Comment 2 IBM Bug Proxy 2011-04-18 09:31:38 UTC
Created attachment 492836 [details]
log of commands before lockup

Comment 3 IBM Bug Proxy 2011-04-18 09:31:46 UTC
Created attachment 492837 [details]
sosreport output

Comment 4 KernelOops Bot 2011-04-18 09:36:08 UTC
 with this guiltyfunc:  bug 527824 bug 528295 bug 528296 bug 528521 bug 528768 bug 530380 bug 536855 bug 536985 bug 542694 bug 562008

Comment 6 KernelOops Bot 2011-04-18 09:36:14 UTC
 with this guiltyfunc:  bug 527824 bug 528295 bug 528296 bug 528521 bug 528768 bug 530380 bug 536855 bug 536985 bug 542694 bug 562008

Comment 10 John Jarvis 2011-04-19 15:44:45 UTC
Too late for 6.1, moving to the list for review for 6.2 inclusion and possible
6.1.z stream.

Comment 11 IBM Bug Proxy 2011-04-19 20:52:51 UTC
------- Comment From tpnoonan.com 2011-04-19 16:44 EDT-------
Hi Red Hat. Once fixed in rhel6.2, please consider for rhel6.1.z. Thanks

Comment 12 IBM Bug Proxy 2011-04-20 20:12:14 UTC
------- Comment From linuxram.com 2011-04-20 16:04 EDT-------
This is a blocker bug. It ***cannot be deferred**** to 6.2 since it is a key feature targeted for 6.1.

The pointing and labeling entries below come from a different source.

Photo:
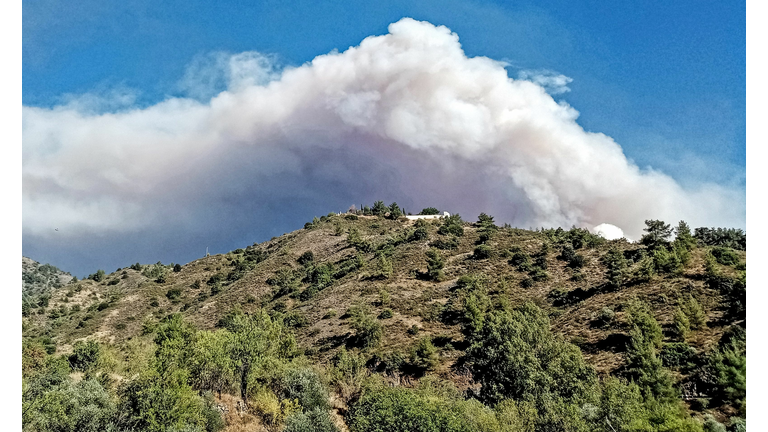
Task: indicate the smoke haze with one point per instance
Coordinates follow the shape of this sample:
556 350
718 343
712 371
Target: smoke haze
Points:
404 117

BTW: the problem does not exist with upstream kernel. We are in the process of identifying the patch that fixes the problem.

RP

Comment 13 IBM Bug Proxy 2011-04-26 02:01:37 UTC
------- Comment From linuxram.com 2011-04-25 21:55 EDT-------
We, John and myself, started diving deeper to narrow down the patch that fixed the problem upstream. After some 25-30 different iterations with incremental changes, git-bisects, mix-and-match of upstream driver with rc4 kernels etc, suddenly the problem disappeared. We can neither reproduce the problem on rc2 nor on rc4....... We are now scratching our heads to discover a theory that can explain this mystery...

Stay tuned.  BTW: I have no reason to say this bug as a blocker any more.

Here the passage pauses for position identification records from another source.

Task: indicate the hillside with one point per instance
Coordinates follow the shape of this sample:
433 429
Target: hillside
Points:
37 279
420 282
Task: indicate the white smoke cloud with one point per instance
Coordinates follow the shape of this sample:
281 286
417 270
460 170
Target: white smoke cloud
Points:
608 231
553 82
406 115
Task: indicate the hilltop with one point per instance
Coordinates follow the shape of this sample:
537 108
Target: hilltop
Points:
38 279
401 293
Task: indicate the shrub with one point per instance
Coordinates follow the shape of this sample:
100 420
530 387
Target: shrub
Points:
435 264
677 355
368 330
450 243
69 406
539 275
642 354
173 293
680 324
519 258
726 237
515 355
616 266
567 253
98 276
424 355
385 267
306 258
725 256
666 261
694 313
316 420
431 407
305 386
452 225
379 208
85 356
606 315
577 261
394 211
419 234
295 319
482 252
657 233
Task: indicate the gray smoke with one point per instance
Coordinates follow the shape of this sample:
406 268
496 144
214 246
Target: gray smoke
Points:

Comment 14 RHEL Program Management 2011-10-07 15:31:05 UTC
Since RHEL 6.2 External Beta has begun, and this bug remains
unresolved, it has been rejected as it is not proposed as
exception or blocker.

Red Hat invites you to ask your support representative to
propose this request, if appropriate and relevant, in the
next release of Red Hat Enterprise Linux.

Comment 15 Ivan Vecera 2011-10-12 12:06:09 UTC
Any news?

Comment 16 IBM Bug Proxy 2011-10-12 15:41:36 UTC
------- Comment From whetzel.com 2011-10-12 11:39 EDT-------
This bug was closed on the IBM side due to our inability to reproduce the issue after multiple attempts.